Shogun/ courtesy of FX/Hulu

Eight episodes into its 10-episode season, Shōgun had already established itself as clearly one of the best new shows of the year. But with this week's episode, "The Abyss of Life," the show—after being compared to Game of Thrones through its entire run by critics—finally achieved a singular Thrones-like moment of shock.

The dramatic arc of the episode hinges on Toranaga's decision to surrender his army and make preparations for what will come after, namely: a lot of them having to self-disembowel. It's a masterclass in tension, with many senior advisors refusing to believe that Toranaga would yield them to this fate and that it must be a plot. To be honest, the audience is likely wondering the same thing. Which all feeds into the startling, protracted scene where Toranaga's advisor and oldest friend Hiromatsu commits seppuku in protest in front of the assembled lords. The inevitable is drawn out long enough that you think what's definitely about to happen won't actually happen simply because you don't want it to.

Throughout Shōgun's run, there's been great filmmaking and performances, gnarly violence and elaborate setpieces, engaging political intrigue, and even some classic sexposition. Audience avatar John Blackthorne has been handled well, and people are really into his insults. The show rocks. But it reached something like transcendence in this episode. Hiromatsu and Toronaga calling each others' bluffs for so long and to such a gnarly end confronts the viewer with the visceral and emotional heft of Shōgun's themes of tradition, loyalty, and the silent agreements to which these things bind people.

To me that's what separates Shōgun from being another Thrones: its dedication to thematic storytelling above all. Maybe because it is a limited series—though we'll see how long that plan lasts given its success—it has less room for endless worldbuilding and instead broadens its focus to encompass a larger human story of staunch traditions, and who and what we choose to be loyal to, and why. The creators use great care and detail in the recreation of feudal Japanese customs and politics, but importantly they portray them not as alien but as familiar; they show that these characters have the same desires and ambitions as you or I do, today, capturing the universality of our wants and needs. Toranaga grapples with his age and his duty as leader, wrestling between his personal wishes and what's good for his people; Blackthorne is an ambitious adventurer who finds himself becoming a man without an anchor as he falls further away from his own customs; Mariko, who translates between the two and often voices Shōgun's themes of purpose in more expository fashion, is torn about her role as a woman in her society.
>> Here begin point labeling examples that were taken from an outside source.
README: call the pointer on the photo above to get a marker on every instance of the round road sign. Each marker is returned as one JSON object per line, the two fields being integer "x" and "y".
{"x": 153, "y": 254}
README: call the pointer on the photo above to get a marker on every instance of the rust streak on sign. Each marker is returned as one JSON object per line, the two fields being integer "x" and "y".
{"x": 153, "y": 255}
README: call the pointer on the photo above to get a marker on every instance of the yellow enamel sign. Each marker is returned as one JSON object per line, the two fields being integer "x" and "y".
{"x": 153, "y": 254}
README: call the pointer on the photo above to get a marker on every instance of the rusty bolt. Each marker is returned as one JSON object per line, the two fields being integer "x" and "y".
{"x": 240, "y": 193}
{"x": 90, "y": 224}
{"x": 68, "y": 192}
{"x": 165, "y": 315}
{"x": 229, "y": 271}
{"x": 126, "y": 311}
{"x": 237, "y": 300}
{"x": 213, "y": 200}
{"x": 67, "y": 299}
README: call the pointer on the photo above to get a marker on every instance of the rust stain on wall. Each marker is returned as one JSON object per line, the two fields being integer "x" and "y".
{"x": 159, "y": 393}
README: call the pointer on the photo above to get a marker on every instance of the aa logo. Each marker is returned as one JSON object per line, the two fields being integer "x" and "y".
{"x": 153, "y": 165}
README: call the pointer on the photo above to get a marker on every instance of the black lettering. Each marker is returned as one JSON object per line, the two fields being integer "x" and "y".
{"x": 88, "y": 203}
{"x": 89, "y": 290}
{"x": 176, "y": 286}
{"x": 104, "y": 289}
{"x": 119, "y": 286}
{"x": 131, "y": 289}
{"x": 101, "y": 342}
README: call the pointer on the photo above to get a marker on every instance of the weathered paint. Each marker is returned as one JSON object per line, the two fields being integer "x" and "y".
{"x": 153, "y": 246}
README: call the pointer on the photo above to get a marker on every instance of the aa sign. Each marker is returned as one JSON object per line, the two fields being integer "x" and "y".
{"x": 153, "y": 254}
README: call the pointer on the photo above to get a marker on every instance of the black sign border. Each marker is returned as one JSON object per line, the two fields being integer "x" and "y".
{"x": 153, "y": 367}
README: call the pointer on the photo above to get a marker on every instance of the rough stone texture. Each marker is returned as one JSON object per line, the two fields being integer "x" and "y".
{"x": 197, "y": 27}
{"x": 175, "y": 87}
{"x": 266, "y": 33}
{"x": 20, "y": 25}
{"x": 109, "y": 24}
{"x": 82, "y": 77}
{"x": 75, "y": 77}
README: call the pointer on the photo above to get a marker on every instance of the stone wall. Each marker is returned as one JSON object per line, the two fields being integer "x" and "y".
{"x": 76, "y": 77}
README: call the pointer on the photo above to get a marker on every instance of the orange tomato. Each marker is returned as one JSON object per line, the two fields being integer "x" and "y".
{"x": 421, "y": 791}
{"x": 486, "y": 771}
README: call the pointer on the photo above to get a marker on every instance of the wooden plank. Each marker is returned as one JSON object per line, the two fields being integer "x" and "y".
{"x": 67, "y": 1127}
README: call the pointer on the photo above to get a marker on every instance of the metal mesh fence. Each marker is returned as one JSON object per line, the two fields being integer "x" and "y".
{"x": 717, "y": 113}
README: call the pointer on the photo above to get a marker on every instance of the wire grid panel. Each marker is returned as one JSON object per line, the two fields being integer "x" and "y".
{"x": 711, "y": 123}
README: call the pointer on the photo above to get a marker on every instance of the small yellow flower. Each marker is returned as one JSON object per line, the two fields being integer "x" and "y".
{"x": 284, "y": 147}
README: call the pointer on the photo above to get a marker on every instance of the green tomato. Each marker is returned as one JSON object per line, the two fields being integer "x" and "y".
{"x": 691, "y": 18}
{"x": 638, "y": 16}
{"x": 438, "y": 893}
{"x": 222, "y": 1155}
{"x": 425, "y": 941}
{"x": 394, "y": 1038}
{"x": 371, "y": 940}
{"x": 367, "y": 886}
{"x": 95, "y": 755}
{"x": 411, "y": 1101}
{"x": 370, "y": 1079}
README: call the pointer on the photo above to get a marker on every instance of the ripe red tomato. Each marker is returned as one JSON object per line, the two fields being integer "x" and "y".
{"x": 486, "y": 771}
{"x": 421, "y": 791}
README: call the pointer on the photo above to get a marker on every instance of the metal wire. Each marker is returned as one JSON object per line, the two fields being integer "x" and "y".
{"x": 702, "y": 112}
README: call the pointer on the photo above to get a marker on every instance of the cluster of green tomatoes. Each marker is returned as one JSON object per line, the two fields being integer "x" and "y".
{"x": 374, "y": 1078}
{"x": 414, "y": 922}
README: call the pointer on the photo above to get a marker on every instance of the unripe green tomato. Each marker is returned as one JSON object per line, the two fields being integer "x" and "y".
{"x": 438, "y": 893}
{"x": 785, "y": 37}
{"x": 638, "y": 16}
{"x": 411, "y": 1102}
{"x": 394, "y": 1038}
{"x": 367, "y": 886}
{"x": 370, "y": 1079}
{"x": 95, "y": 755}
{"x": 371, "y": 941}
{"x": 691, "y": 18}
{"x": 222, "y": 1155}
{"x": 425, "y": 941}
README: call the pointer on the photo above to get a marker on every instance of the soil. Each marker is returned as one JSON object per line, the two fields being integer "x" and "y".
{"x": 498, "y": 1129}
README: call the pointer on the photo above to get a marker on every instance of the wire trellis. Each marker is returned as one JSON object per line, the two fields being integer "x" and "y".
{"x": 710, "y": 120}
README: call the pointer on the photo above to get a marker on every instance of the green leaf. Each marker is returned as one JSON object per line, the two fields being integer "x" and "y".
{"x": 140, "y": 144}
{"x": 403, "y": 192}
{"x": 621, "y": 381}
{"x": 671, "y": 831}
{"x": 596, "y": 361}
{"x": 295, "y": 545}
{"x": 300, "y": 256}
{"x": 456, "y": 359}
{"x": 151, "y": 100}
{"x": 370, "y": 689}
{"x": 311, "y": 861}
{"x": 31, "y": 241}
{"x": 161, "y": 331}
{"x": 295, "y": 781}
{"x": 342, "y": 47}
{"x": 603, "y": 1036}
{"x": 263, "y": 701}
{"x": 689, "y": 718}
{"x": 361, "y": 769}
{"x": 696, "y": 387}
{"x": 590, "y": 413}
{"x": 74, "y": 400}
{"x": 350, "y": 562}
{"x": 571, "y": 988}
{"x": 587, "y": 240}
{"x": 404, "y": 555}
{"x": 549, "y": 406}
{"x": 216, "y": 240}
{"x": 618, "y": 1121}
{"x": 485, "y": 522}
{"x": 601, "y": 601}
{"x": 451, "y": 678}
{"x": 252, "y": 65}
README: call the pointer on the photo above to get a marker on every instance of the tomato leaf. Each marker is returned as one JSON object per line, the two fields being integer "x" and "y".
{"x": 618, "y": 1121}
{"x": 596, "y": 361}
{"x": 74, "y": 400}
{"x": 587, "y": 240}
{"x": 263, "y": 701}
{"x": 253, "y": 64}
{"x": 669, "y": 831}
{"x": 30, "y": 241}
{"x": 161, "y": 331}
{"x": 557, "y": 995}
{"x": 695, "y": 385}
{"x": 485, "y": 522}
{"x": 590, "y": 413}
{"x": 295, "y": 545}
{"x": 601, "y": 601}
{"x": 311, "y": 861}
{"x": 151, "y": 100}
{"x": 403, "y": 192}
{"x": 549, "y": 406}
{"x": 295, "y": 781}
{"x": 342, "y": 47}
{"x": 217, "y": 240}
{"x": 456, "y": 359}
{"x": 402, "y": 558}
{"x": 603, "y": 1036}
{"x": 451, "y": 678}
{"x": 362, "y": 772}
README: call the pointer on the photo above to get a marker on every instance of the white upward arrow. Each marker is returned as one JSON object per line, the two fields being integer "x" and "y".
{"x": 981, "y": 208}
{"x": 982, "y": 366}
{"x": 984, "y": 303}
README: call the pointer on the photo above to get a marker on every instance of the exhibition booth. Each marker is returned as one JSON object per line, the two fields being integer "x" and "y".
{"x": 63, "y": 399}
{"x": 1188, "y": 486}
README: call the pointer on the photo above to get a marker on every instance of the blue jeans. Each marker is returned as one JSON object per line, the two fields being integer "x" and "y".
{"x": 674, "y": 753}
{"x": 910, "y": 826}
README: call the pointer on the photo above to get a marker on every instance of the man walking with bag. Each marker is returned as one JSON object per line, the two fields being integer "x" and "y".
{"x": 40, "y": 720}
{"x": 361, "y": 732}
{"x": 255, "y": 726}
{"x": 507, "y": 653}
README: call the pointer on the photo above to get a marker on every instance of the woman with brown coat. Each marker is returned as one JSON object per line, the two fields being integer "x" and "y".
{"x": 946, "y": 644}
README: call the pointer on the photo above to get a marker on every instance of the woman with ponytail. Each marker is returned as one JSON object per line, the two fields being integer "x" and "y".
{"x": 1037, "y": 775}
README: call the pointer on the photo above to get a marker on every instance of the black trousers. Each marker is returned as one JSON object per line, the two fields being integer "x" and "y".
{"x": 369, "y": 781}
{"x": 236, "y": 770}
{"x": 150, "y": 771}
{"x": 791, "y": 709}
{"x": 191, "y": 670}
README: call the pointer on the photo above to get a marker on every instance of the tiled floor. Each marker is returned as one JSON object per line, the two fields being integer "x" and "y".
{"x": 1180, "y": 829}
These are not unknowable figures of a different age; they are recognizable people with conflicts that are relatable in kind if not in degree.

Shōgun is based on the James Clavell book of the same name, a fictionalized account of the English navigator William Adams and the power struggle between the successors of Toyotomi Hideyoshi that led to the founding of the Tokugawa shogunate. But it is not beholden to the novel; the show intends to flesh out some of the inaccuracies of the book and present the story in a way that's less beholden to and from the perspective of the white interloper. While the show spends plenty of time with Blackthorne, it doesn't remain there and it especially doesn't position his plotline above the others. It's a delicate dance but they've pulled it off so far. The world is rich enough and engrossing enough to continue on. But then again, maybe the best lesson the creators can learn from Game of Thrones is to just stick with the source material and get out while you're ahead.